For the 2014 accolade, Cape Town was initially announced as the winner late in 2011, seeing off the competition of both Bilbao in Spain and Dublin in Ireland. Bulelwa Makalima-Ngewana, the Managing Director of the Cape Town Partnership (the organisation mandated by the City of Cape Town to coordinate Cape Town’s World Design Capital 2014 bid) has repeatedly said that Cape Town had more to gain from the award than the “more established, more accessible, (and) more familiar” European cities. “Isn’t it time the title came down south, and saw the diversity and vibrancy of Africa?”, she added in an interview in September last year.
Similarly to the FIFA World Cup in 2010, many feel that the World Design Capital Award will reflect positively not only on Cape Town and South Africa but on the continent at large. It will also help both to retain local talent through giving them increased opportunities, incentives and exposure within the continent, and also to draw more substantial investment and input from the rest of the international community outside of Africa
With the slogan ‘Live Design. Transform Life’, Cape Town’s bid for the WDC was strongly based on the city’s increasing push to use design as a tool to facilitate significant social transformation and as a potentially innovative means by which to erase remaining traces of apartheid’s legacy of social separation, which has left Cape Town, even today, with what local architect Mokena Mokeka refers to as a geography of two extremes: “excess and lack of access”. With all this in mind, Mike Freedman of Freedthinkers, a research & strategy house, has said that innovation through design is not a “luxury” for Cape Town, “it’s a necessity”.
Among proposals in the 2014 bid book are the major overhaul and increased integration of Cape Town’s public transport services across the metropole and the creation of a new CBD within Khayelitsha, one of Cape Town’s biggest townships, to help “uplift” the local community through better services and greater access and connectivity. The bid book also contains the outline of the District Six Redevelopment Project, which looks to give land back to the families of former inhabitants, many of whom, between 1966 and 1982, were forcibly removed from this once thriving and cosmopolitan area on the fringes of Cape Town’s CBD. The project aims to create low-cost housing for up to 20,000 people.
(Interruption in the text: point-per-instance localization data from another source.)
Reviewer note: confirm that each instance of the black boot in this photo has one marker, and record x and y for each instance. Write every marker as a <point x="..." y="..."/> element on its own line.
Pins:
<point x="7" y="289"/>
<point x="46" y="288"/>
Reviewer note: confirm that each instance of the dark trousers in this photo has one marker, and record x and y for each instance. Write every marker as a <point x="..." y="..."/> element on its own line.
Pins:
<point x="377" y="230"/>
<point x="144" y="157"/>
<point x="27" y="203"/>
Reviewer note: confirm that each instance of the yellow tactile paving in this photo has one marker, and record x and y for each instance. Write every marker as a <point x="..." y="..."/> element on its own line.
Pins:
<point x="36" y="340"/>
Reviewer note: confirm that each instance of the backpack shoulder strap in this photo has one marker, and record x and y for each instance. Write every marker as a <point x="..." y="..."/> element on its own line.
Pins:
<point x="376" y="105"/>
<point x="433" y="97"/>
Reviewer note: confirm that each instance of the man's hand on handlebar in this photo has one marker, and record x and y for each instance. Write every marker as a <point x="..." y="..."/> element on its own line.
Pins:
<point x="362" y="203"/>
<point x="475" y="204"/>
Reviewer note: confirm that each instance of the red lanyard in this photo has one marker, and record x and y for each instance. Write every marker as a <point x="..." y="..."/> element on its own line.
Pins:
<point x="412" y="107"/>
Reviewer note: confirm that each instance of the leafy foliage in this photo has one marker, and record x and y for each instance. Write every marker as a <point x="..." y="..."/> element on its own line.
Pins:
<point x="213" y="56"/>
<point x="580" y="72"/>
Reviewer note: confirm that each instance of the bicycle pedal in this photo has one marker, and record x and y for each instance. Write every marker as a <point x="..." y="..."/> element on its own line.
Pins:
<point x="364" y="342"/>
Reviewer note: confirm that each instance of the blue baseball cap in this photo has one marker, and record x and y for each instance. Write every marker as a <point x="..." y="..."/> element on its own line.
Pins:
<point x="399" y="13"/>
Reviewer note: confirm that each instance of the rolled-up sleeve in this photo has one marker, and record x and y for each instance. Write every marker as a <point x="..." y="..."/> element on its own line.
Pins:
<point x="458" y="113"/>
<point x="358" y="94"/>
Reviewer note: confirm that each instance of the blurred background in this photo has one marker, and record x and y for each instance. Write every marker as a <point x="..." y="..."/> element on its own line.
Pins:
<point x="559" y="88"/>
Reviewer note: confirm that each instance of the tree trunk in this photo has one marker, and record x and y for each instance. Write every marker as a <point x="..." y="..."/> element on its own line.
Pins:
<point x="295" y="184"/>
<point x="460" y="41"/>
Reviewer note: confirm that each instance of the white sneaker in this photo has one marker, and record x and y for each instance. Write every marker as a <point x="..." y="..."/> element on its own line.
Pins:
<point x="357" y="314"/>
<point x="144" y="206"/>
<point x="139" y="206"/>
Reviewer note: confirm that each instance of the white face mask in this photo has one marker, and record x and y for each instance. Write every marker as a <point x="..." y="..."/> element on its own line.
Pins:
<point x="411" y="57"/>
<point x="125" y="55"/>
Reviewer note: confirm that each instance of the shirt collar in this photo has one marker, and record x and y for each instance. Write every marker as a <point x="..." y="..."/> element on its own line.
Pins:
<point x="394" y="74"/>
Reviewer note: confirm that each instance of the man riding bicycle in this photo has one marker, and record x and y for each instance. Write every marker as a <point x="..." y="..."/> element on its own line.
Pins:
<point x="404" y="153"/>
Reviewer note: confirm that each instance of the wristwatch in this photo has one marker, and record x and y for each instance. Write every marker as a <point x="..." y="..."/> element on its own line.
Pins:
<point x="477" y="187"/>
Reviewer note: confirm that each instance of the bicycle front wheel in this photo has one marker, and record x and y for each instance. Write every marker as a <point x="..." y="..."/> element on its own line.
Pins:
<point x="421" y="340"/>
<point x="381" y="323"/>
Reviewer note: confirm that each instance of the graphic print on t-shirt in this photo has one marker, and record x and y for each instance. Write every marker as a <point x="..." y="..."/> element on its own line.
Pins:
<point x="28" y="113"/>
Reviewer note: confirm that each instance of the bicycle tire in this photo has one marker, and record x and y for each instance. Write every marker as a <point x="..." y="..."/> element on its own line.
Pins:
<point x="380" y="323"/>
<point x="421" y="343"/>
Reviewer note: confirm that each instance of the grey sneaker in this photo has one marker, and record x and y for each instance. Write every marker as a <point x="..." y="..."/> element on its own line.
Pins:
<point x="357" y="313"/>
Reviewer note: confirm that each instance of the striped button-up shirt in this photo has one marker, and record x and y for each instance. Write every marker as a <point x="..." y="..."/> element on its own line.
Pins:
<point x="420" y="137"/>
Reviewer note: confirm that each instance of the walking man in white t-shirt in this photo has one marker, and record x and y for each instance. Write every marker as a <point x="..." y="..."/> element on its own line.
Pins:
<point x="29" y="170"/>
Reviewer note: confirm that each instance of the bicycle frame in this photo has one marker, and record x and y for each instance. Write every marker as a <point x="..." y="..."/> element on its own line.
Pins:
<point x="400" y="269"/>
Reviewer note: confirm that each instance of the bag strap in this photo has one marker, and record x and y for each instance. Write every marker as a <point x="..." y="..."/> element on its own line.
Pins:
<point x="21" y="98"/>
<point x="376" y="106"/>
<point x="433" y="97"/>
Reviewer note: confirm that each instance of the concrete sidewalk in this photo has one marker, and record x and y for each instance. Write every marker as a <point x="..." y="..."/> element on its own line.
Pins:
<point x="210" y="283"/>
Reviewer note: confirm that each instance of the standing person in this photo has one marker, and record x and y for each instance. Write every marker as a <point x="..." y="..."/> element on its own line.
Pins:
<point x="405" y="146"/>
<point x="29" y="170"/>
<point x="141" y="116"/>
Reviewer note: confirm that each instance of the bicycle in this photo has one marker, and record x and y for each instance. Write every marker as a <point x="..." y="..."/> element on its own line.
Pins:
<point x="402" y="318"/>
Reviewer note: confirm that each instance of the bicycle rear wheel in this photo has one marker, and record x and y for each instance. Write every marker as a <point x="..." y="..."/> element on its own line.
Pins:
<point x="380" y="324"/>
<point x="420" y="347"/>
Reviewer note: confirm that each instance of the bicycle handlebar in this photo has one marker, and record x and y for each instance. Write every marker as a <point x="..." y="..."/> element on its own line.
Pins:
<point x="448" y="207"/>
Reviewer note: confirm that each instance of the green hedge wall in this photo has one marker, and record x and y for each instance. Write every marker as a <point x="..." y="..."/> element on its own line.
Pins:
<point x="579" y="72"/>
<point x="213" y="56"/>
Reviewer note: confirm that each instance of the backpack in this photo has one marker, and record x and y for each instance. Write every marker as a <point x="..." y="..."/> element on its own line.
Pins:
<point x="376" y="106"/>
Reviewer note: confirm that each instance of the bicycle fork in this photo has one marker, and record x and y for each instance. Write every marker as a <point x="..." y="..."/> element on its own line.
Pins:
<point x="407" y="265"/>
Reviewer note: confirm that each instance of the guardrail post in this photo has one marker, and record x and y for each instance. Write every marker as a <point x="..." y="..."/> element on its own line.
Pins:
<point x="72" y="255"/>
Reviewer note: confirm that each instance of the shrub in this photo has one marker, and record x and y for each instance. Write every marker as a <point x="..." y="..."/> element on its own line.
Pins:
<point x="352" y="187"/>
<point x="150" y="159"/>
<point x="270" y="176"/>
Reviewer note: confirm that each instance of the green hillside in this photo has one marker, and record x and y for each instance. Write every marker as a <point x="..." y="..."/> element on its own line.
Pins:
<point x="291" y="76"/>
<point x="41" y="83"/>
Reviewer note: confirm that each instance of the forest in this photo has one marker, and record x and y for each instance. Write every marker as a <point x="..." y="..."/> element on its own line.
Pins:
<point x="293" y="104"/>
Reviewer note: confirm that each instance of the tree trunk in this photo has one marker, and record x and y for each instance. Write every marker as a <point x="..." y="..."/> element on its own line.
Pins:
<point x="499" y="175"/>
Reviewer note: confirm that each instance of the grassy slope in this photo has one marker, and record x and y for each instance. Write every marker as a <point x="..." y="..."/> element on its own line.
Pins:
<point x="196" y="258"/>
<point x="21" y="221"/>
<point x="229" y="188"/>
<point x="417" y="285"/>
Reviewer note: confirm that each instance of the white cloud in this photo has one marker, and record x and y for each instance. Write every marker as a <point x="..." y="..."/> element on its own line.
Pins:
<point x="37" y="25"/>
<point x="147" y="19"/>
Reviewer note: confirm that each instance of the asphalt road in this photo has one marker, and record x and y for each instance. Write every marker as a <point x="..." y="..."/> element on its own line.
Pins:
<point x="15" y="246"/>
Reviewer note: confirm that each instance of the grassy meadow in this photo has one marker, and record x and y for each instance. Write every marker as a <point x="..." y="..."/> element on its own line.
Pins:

But for all the optimism and excitement about 2014, City of Cape Town WDC2014 Programme Manager Richard Perez is quick to remind us that the award is merely a “stepping stone” and that any real value of Cape Town’s successful bid will come post-2014.
Makeka has reiterated that a collaborative approach between government, industry and academia and the “sharing of knowledge” across the different sectors is imperative for the potential success of 2014 going forward. At an earlier panel discussion at Free World Design Centre, focussing on 2014, Dutch designer Hans Roberts illustrated the potential of such collaboration, giving the example of municipalities in Holland that work with young designers by offering them reduced rent in certain urban areas that they feel need improvement. Through living in the areas, designers are able to better engage with the local environment and people, allowing them to create more apt design solutions.
Similarly, in her speech at the signing ceremony, Patricia de Lille also touched on the need to create “networks that jointly make up an attitude, an approach and a direction”. She went on to say that “the product of those networks combined is what will transform this city” and help South Africa on its road to building a “better future”. Twenty years after the birth of South Africa’s democracy, Cape Town’s year as World Design Capital in 2014 could be a significant step towards that future.